The audio determines the video length. For a 10-minute video, provide ~10 minutes of audio.
# Create the asset record
curl -X POST https://api.hedra.com/web-app/public/assets \
  -H "Content-Type: application/json" \
  -H "X-API-Key: $HEDRA_API_KEY" \
  -d '{
    "name": "ten-minute-audio.mp3",
    "type": "audio"
  }'

# Upload the file
curl -X POST https://api.hedra.com/web-app/public/assets/{audio_asset_id}/upload \
  -H "X-API-Key: $HEDRA_API_KEY" \
  -F "file=@/path/to/ten-minute-audio.mp3"

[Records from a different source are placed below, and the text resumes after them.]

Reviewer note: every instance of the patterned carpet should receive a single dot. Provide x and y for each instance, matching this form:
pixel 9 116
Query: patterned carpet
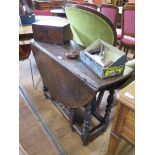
pixel 70 141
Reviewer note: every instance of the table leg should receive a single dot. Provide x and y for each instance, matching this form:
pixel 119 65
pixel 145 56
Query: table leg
pixel 113 144
pixel 45 90
pixel 110 100
pixel 86 124
pixel 72 117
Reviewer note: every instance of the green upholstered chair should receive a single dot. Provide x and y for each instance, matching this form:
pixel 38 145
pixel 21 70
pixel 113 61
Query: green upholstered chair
pixel 88 25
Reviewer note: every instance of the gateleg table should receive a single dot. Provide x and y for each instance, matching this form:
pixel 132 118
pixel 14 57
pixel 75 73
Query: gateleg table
pixel 72 85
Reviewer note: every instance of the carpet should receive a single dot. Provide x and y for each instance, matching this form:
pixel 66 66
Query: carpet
pixel 58 124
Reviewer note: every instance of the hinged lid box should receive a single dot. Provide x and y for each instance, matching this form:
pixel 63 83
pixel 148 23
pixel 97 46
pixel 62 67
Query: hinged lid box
pixel 55 30
pixel 104 59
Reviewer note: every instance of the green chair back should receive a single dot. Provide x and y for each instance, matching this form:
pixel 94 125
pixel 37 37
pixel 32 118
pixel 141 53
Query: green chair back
pixel 88 25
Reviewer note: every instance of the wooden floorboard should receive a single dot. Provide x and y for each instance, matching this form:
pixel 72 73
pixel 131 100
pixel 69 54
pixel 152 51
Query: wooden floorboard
pixel 56 122
pixel 32 137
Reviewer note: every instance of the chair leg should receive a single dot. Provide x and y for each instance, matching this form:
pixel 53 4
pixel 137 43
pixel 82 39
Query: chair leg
pixel 31 72
pixel 127 48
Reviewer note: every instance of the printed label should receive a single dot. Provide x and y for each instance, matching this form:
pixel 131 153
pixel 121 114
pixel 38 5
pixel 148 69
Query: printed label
pixel 113 71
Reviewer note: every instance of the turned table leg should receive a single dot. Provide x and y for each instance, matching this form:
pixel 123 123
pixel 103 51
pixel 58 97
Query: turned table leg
pixel 45 90
pixel 86 124
pixel 72 117
pixel 113 144
pixel 110 100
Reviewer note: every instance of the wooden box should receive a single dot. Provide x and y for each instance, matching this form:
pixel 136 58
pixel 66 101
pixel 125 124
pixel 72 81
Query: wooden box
pixel 55 30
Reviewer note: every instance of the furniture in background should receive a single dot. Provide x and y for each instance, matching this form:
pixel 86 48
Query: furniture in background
pixel 128 28
pixel 42 12
pixel 46 5
pixel 90 5
pixel 97 2
pixel 88 25
pixel 25 35
pixel 42 5
pixel 72 85
pixel 72 2
pixel 110 11
pixel 124 123
pixel 58 12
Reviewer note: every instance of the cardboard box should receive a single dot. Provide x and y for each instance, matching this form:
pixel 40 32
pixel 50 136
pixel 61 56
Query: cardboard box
pixel 116 57
pixel 55 30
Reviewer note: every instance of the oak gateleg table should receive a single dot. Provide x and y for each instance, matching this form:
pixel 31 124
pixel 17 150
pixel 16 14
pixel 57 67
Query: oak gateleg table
pixel 72 85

Step 2: Upload your portrait image

curl -X POST https://api.hedra.com/web-app/public/assets \
  -H "Content-Type: application/json" \
  -H "X-API-Key: $HEDRA_API_KEY" \
  -d '{
    "name": "portrait.png",
    "type": "image"
  }'

curl -X POST https://api.hedra.com/web-app/public/assets/{image_asset_id}/upload \
  -H "X-API-Key: $HEDRA_API_KEY" \
  -F "file=@/path/to/portrait.png"

Step 3: Generate the avatar video

Use the Hedra Avatar model (26f0fc66-152b-40ab-abed-76c43df99bc8):
curl -X POST https://api.hedra.com/web-app/public/generations \
  -H "Content-Type: application/json" \
  -H "X-API-Key: $HEDRA_API_KEY" \
  -d '{
    "type": "video",
    "ai_model_id": "26f0fc66-152b-40ab-abed-76c43df99bc8",
    "start_keyframe_id": "{image_asset_id}",
    "audio_id": "{audio_asset_id}",
    "generated_video_inputs": {
      "text_prompt": "A person speaking to the camera",
      "aspect_ratio": "9:16",
      "resolution": "720p",
      "duration_ms": 600000
    }
  }'
Set duration_ms to 600000 for 10 minutes (600 seconds = 600,000 ms). The video duration will match your audio length.

Using Hedra Omnia

For motion avatar videos with full-body movement, swap the model ID to Hedra Omnia:
curl -X POST https://api.hedra.com/web-app/public/generations \
  -H "Content-Type: application/json" \
  -H "X-API-Key: $HEDRA_API_KEY" \
  -d '{
    "type": "video",
    "ai_model_id": "ab372b84-432f-44f5-bacc-c2542465f712",
    "start_keyframe_id": "{image_asset_id}",
    "audio_id": "{audio_asset_id}",
    "generated_video_inputs": {
      "text_prompt": "A person gesturing expressively while speaking",
      "aspect_ratio": "9:16",
      "resolution": "720p",
      "duration_ms": 8000
    }
  }'

Inline audio generation

Instead of uploading audio separately, you can generate speech inline by passing audio_generation instead of audio_id. To find a voice_id, list the available voices:
curl https://api.hedra.com/web-app/public/voices \
  -H "X-API-Key: $HEDRA_API_KEY"
See the Generate Audio guide for the full list of voice options, including voice cloning.
curl -X POST https://api.hedra.com/web-app/public/generations \
  -H "Content-Type: application/json" \
  -H "X-API-Key: $HEDRA_API_KEY" \
  -d '{
    "type": "video",
    "ai_model_id": "26f0fc66-152b-40ab-abed-76c43df99bc8",
    "start_keyframe_id": "{image_asset_id}",
    "audio_generation": {
      "type": "text_to_speech",
      "voice_id": "f412c62f-e94f-41c0-bfc6-97f63289941c",
      "text": "Hello, this is a demo of inline audio generation for avatar videos."
    },
    "generated_video_inputs": {
      "text_prompt": "A person speaking to the camera",
      "aspect_ratio": "9:16",
      "resolution": "540p"
    }
  }'

Step 4: Poll for completion

Long-form avatar videos take longer to generate. Check progress (0-1) and eta_sec for estimates:
curl https://api.hedra.com/web-app/public/generations/{generation_id}/status \
  -H "X-API-Key: $HEDRA_API_KEY"
When status is "complete", the response includes an asset_id for the generated video.